India gives residents more cheap cooking gas before election

Congress party vice president Rahul Gandhi speaks during the All India Congress Committee (AICC) meeting in New Delhi, on Jan 17, 2014. The Indian government on Thursday, Jan 30, 2014, raised the subsidy on cooking gas, a populist move just mont
Congress party vice president Rahul Gandhi speaks during the All India Congress Committee (AICC) meeting in New Delhi, on Jan 17, 2014. The Indian government on Thursday, Jan 30, 2014, raised the subsidy on cooking gas, a populist move just months before national elections but one that will further strain the public purse. 

NEW DELHI (AFP) - The Indian government on Thursday raised the subsidy on cooking gas, a populist move just months before national elections but one that will further strain the public purse.

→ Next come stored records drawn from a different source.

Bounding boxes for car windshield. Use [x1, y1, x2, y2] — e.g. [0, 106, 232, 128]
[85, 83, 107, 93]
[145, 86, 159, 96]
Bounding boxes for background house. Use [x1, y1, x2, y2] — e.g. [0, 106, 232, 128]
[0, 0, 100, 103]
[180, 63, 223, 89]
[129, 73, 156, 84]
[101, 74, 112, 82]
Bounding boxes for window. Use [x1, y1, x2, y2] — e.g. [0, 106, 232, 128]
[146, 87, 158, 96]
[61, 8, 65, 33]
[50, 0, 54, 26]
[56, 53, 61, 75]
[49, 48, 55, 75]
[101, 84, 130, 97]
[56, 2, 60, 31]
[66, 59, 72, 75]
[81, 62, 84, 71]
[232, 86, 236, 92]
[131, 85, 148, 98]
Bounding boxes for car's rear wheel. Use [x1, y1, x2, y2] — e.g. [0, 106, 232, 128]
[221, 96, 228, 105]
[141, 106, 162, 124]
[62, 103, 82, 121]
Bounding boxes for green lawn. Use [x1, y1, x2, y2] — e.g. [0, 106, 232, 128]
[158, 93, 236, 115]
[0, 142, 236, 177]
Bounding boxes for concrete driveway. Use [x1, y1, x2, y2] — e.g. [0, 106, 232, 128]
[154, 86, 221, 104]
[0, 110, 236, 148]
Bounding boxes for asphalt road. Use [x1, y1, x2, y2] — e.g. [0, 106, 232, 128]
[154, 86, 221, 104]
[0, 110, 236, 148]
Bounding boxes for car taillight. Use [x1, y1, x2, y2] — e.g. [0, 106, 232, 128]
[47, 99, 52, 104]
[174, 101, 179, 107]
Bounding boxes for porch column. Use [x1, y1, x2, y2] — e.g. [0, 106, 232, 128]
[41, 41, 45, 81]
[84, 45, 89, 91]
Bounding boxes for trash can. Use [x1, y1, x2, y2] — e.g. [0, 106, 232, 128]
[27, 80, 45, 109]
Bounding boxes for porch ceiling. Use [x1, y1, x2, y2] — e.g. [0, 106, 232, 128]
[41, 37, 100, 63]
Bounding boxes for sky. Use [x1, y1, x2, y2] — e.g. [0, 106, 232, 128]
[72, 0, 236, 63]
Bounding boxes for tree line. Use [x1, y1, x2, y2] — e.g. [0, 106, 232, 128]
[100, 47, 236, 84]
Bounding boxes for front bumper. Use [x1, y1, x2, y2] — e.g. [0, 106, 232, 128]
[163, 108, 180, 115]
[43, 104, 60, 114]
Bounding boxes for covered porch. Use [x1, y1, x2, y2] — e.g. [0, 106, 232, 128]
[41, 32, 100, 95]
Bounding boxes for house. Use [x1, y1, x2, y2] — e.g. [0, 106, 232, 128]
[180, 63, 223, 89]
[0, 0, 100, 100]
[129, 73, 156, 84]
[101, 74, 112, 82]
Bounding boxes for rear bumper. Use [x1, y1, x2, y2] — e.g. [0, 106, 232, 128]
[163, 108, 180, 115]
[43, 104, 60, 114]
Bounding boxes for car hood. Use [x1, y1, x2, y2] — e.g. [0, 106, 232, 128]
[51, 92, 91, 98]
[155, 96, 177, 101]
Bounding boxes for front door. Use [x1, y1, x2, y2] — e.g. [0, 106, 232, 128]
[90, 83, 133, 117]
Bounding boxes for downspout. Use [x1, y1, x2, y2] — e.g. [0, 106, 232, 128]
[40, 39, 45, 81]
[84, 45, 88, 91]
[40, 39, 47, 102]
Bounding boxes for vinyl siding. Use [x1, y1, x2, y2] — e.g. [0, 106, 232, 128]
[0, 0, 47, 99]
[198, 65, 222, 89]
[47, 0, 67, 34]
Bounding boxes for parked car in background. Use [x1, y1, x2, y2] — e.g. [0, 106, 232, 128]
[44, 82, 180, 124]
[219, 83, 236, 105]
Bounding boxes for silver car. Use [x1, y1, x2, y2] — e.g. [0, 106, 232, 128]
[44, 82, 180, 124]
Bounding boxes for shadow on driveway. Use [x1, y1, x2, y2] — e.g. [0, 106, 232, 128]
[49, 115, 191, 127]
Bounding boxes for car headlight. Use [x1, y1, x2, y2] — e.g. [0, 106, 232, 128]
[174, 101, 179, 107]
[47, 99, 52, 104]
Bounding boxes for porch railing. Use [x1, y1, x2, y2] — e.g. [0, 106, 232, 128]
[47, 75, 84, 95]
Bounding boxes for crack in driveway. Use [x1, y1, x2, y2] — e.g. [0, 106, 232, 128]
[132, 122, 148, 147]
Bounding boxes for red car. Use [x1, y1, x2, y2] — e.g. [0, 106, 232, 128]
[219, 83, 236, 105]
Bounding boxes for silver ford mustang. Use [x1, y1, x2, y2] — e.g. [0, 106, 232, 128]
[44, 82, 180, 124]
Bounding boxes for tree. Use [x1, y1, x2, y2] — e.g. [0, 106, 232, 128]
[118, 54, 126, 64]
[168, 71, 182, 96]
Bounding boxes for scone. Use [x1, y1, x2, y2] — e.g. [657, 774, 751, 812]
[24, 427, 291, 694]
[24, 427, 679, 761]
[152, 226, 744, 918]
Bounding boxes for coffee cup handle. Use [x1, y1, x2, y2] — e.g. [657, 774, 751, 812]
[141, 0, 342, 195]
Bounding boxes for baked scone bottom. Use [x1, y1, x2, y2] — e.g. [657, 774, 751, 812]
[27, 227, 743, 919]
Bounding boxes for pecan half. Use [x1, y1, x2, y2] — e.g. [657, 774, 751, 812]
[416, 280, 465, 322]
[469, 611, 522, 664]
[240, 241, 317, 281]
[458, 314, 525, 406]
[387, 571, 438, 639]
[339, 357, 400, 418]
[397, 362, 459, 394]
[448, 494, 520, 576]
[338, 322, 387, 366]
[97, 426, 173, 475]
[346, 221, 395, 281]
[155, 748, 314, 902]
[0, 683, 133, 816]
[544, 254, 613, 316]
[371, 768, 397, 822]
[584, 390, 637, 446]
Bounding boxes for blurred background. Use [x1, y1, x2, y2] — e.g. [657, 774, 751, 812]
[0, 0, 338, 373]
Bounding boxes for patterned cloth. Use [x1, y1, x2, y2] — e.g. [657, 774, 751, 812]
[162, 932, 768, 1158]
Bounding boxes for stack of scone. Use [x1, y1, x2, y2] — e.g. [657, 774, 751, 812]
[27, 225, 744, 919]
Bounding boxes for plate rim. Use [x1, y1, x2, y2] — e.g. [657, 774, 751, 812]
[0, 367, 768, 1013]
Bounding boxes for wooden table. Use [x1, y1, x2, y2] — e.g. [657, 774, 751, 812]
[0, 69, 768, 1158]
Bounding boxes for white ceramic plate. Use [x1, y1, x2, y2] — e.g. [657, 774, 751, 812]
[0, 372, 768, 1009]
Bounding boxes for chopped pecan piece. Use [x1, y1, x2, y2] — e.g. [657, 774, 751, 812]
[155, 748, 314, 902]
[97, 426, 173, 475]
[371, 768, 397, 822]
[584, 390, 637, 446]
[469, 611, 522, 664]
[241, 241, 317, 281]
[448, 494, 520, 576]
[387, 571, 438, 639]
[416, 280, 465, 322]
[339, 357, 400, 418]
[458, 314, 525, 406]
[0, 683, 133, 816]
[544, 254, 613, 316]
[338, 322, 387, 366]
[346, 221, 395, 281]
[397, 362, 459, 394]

The cabinet agreed to raise the number of subsidised gas cylinders per home from nine to 12 a year after Mr Rahul Gandhi, number two in the ruling Congress party, demanded the increase earlier this month to meet consumer needs.

"Today the cabinet has taken a decision to increase it to 12 ... and it will be effective from 1 February," said Oil Minister Veerappa Moily at a press conference.

Asked whether cabinet's decision was influenced by Mr Gandhi's request, Information Minister Manish Tewari said: "Rahul Gandhi is an elected representative and if he says anything, it is considered very seriously."

Mr Tewari denied the move was aimed at winning over voters before the general election due by May, which the Congress party is almost certain to lose after a decade in power.

The move, set to cover 99 per cent of Indian consumers, will cost the government 50 billion rupees (S$1.01 billion) in additional subsidies at a time of slowing economic growth, weak tax returns and high public spending.

The government said last month it would stick to the "path of fiscal prudence" and vowed no pre-election handouts, dismissing market fears of expensive schemes to sway voters that would swell the deficit.

The economy grew at a decade low of five per cent last year - a far cry from near-double digit expansion during India's boom times - and the government is trying to meet its fiscal deficit target of 4.8 per cent of gross domestic product in the year ending March.

The Congress-led coalition is trailing in opinion polls against the main opposition Bharatiya Janata Party, with voters disillusioned over a string of corruption scandals and the faltering economy.

Congress is also battling the rise of newcomer Aam Aadmi Party, which slashed electricity tariffs and offered households free water after coming to power in Delhi state elections late last year.

Currently, the market price of cooking gas is US$20 per cylinder in Delhi while subsidised ones cost US$6.